The plaintiff also complains that the lower court did not award him the full amount of the bill rendered by his treating physician for professional services performed over a substantial period of time. The doctor’s bill amounted to the sum of $975.00, and represented the charge for approximately 65 office visits, during which the plaintiff’s wound was allegedly cleaned and dressed, and cortisone and heat treatments were administered. On the other hand, the testimony of the defendants’ medical witnesses indicated that their fees would have been somewhat lower for the same amount of treatment, and the lower court decided, as a matter of fact, that an amount of $555.00 would be adequate to compensate the plaintiff for medical services rendered by his physician. This issue, like that of the degree of the plaintiff’s disability, is merely a question of fact to be decided by the trial court and not to be overruled in the absence of an abuse of its discretion.

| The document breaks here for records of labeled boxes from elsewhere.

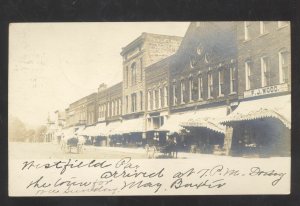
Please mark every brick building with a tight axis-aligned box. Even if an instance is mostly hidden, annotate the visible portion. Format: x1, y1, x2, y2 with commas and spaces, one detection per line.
157, 22, 237, 153
120, 33, 182, 145
145, 55, 174, 143
224, 21, 291, 155
64, 93, 97, 136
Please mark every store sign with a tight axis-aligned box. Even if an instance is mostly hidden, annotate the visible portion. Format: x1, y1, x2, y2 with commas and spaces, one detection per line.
244, 84, 288, 98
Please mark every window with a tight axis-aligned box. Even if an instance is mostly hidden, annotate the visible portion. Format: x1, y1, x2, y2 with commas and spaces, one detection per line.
140, 91, 143, 111
115, 100, 119, 115
278, 21, 289, 28
189, 78, 193, 102
259, 21, 267, 35
107, 102, 110, 117
125, 96, 129, 114
198, 76, 203, 100
148, 90, 152, 111
131, 93, 136, 112
180, 80, 185, 104
219, 69, 225, 96
245, 61, 251, 90
125, 66, 129, 87
152, 90, 156, 110
279, 51, 289, 83
164, 86, 168, 107
131, 62, 136, 85
119, 98, 122, 115
172, 83, 177, 105
111, 101, 115, 116
244, 21, 250, 40
154, 89, 159, 109
158, 88, 162, 108
207, 73, 214, 98
260, 57, 270, 87
230, 67, 236, 94
140, 58, 143, 81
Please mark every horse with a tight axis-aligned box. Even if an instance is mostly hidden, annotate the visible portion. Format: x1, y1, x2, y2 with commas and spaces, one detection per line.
145, 144, 157, 159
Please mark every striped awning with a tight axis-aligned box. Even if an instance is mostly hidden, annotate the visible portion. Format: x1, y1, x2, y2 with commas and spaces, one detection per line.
221, 94, 291, 129
113, 118, 145, 134
105, 121, 122, 135
180, 106, 227, 134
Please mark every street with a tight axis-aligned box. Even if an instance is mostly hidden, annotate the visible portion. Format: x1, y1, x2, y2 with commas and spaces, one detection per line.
9, 142, 147, 159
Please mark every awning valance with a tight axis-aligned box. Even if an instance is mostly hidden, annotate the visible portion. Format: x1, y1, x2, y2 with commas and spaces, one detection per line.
179, 106, 227, 134
89, 123, 107, 137
105, 121, 122, 135
221, 94, 291, 129
113, 118, 145, 134
79, 126, 95, 136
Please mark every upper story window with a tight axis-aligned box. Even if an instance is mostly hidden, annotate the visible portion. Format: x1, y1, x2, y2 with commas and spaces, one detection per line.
125, 66, 129, 87
245, 61, 252, 90
207, 73, 214, 98
140, 91, 144, 111
198, 76, 203, 100
154, 89, 159, 109
111, 101, 115, 116
147, 90, 152, 111
140, 58, 144, 81
107, 102, 110, 117
152, 89, 156, 110
244, 21, 250, 40
180, 80, 185, 104
219, 69, 225, 96
158, 88, 162, 108
131, 93, 136, 112
164, 86, 168, 107
260, 57, 270, 87
119, 98, 122, 115
278, 21, 289, 28
131, 62, 136, 85
279, 51, 289, 83
172, 83, 177, 106
259, 21, 268, 35
125, 95, 129, 114
230, 67, 236, 94
189, 78, 193, 102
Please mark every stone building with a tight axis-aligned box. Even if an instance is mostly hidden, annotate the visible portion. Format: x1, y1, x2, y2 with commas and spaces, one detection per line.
161, 22, 237, 153
224, 21, 291, 155
121, 33, 182, 145
145, 55, 174, 143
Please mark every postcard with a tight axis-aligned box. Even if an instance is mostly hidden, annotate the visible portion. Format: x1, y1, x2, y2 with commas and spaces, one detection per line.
8, 21, 291, 196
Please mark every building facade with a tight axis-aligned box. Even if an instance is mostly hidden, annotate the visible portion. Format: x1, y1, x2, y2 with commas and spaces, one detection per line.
226, 21, 291, 155
56, 21, 291, 155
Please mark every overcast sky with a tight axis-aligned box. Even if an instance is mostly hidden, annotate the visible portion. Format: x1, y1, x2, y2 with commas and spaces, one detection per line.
9, 22, 189, 126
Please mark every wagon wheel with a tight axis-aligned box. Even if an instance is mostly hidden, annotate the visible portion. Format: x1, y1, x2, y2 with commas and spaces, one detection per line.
77, 144, 81, 154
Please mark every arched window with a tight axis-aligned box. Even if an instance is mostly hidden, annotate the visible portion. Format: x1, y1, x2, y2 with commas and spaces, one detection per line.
131, 62, 136, 85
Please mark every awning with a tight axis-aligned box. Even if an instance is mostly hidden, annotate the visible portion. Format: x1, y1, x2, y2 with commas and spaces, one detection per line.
89, 123, 107, 137
79, 126, 95, 136
105, 121, 122, 135
221, 94, 291, 129
159, 113, 188, 133
179, 106, 227, 134
113, 118, 145, 134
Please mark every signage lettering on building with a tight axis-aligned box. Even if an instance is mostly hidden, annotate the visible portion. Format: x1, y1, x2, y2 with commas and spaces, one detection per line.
244, 84, 288, 98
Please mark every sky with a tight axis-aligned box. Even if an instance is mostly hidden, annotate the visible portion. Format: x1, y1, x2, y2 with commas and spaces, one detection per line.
8, 22, 189, 127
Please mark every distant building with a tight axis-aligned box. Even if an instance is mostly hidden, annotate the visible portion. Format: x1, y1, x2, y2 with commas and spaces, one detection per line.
121, 33, 182, 144
224, 21, 291, 155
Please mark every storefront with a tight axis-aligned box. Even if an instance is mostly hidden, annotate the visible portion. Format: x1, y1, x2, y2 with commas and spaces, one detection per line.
180, 106, 227, 154
222, 94, 291, 157
109, 118, 145, 147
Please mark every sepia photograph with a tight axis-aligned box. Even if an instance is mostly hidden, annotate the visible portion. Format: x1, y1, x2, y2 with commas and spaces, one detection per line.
8, 21, 291, 196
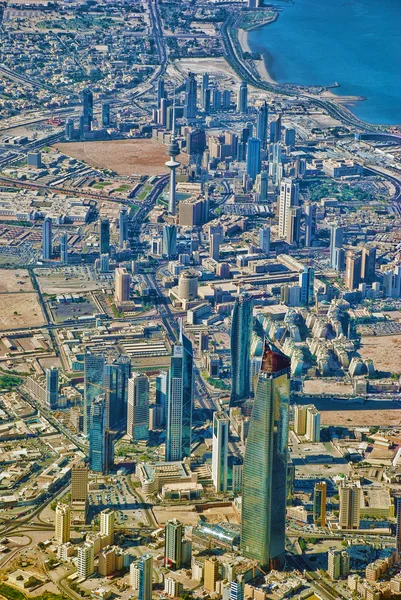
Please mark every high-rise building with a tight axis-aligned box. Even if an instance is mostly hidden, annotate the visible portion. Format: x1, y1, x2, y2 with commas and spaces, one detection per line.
71, 463, 88, 506
241, 340, 291, 568
138, 554, 153, 600
99, 219, 110, 254
338, 480, 361, 529
100, 508, 115, 545
230, 293, 253, 406
114, 267, 131, 302
361, 246, 376, 285
84, 351, 105, 435
246, 137, 262, 182
89, 396, 113, 473
54, 502, 71, 545
127, 373, 149, 441
256, 101, 269, 148
203, 556, 219, 593
163, 223, 177, 260
345, 250, 362, 291
237, 81, 248, 115
46, 367, 58, 410
212, 412, 230, 493
278, 177, 299, 241
305, 404, 320, 442
119, 208, 129, 250
330, 224, 344, 271
313, 481, 327, 527
184, 73, 197, 121
294, 404, 307, 435
77, 542, 95, 579
102, 102, 110, 127
299, 267, 315, 306
82, 89, 93, 131
164, 519, 183, 571
304, 202, 316, 247
166, 330, 193, 461
42, 217, 53, 260
259, 226, 270, 256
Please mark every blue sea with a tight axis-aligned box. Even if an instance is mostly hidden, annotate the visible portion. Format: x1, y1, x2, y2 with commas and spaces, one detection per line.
248, 0, 401, 125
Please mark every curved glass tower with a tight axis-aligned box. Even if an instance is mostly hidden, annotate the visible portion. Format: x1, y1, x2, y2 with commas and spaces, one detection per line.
241, 340, 291, 568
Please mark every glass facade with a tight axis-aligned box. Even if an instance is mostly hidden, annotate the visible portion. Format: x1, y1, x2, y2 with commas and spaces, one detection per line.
230, 294, 253, 406
241, 342, 290, 568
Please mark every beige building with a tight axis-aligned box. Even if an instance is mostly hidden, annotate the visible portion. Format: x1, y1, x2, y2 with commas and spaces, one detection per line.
114, 267, 131, 302
54, 502, 71, 544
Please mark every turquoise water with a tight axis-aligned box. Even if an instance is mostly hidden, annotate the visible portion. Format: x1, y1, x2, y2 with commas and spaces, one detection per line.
249, 0, 401, 125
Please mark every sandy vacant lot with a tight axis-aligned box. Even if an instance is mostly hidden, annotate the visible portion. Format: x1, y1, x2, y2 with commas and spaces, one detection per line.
0, 293, 46, 331
320, 405, 401, 427
0, 269, 33, 294
56, 139, 187, 176
359, 335, 401, 373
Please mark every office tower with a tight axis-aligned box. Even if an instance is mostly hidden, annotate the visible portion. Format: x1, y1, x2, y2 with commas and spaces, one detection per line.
209, 233, 221, 261
305, 404, 320, 442
164, 519, 183, 571
256, 171, 269, 202
259, 225, 270, 256
230, 293, 253, 406
345, 250, 362, 291
237, 81, 248, 115
212, 412, 230, 493
99, 219, 110, 254
299, 267, 315, 306
100, 508, 115, 545
82, 89, 93, 131
84, 351, 105, 435
138, 554, 153, 600
166, 330, 193, 461
246, 137, 262, 182
114, 267, 131, 302
338, 480, 361, 529
330, 224, 344, 270
77, 542, 95, 579
60, 233, 68, 265
89, 397, 113, 473
42, 217, 53, 260
256, 101, 269, 148
119, 208, 129, 250
184, 73, 197, 122
102, 102, 110, 127
313, 481, 327, 527
284, 128, 295, 148
270, 114, 281, 144
304, 202, 316, 247
278, 177, 299, 241
241, 340, 291, 568
54, 502, 71, 545
127, 373, 149, 442
46, 367, 58, 410
163, 224, 177, 260
157, 77, 165, 108
213, 88, 221, 110
201, 73, 210, 112
361, 246, 376, 285
203, 556, 219, 593
71, 464, 88, 506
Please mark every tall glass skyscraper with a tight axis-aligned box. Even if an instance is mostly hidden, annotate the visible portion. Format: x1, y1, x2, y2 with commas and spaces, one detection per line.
230, 293, 253, 406
241, 340, 291, 568
166, 332, 193, 461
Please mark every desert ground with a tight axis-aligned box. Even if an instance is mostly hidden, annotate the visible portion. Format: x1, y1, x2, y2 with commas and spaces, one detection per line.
359, 335, 401, 374
0, 293, 46, 331
0, 269, 33, 294
56, 139, 188, 176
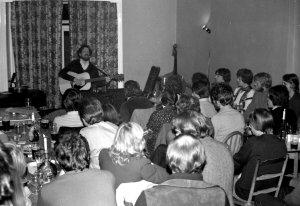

The situation is ■ quite different, however, with respect to the plaintiff’s complaint that the lower court refused to award his physician a fee for testifying as an expert. While it is true that the testimony of the plaintiff’s physician was not accepted by the trial judge, it is also true that he was qualified as an expert in the field of general surgery, and it was stipulated that he was entitled to the privileges of an expert. In this connection he gave testimony which not only recited the course of treatment which he administered to the plaintiff, but he also testified as to medical opinions and other evidence solely within the category of what we have commonly accepted as expert testimony. In view of these facts, we are convinced that the lower court erred in not awarding this physician a fee as an expert.1 At this time, the prevailing fee for physicians who offer expert testimony in personal injury cases is in the range of $100.00.2 Therefore, this amount will be awarded to Dr. Macaluso for his testimony as an expert in this case.

For the foregoing reasons, the judgment o'f the lower court is amended by awarding to Dr. Sam Macaluso an expert fee of $100.00, and as amended, the judgment is in all other respects affirmed.

The defendants are to pay all costs incurred herein.

Amended and affirmed.

. Compare Diggins v. Salley & Ellis, La.App., 199 So. 442 (1940) with Savona v. Cutrone, La.App., 208 So.2d 138 (1968) and State Through Department of Highways v. Black, La.App., 207 So.2d 583 (1968).

. See, for example, Tillman v. Royal Castle System, Inc., La.App., 203 So.2d 817 (1967).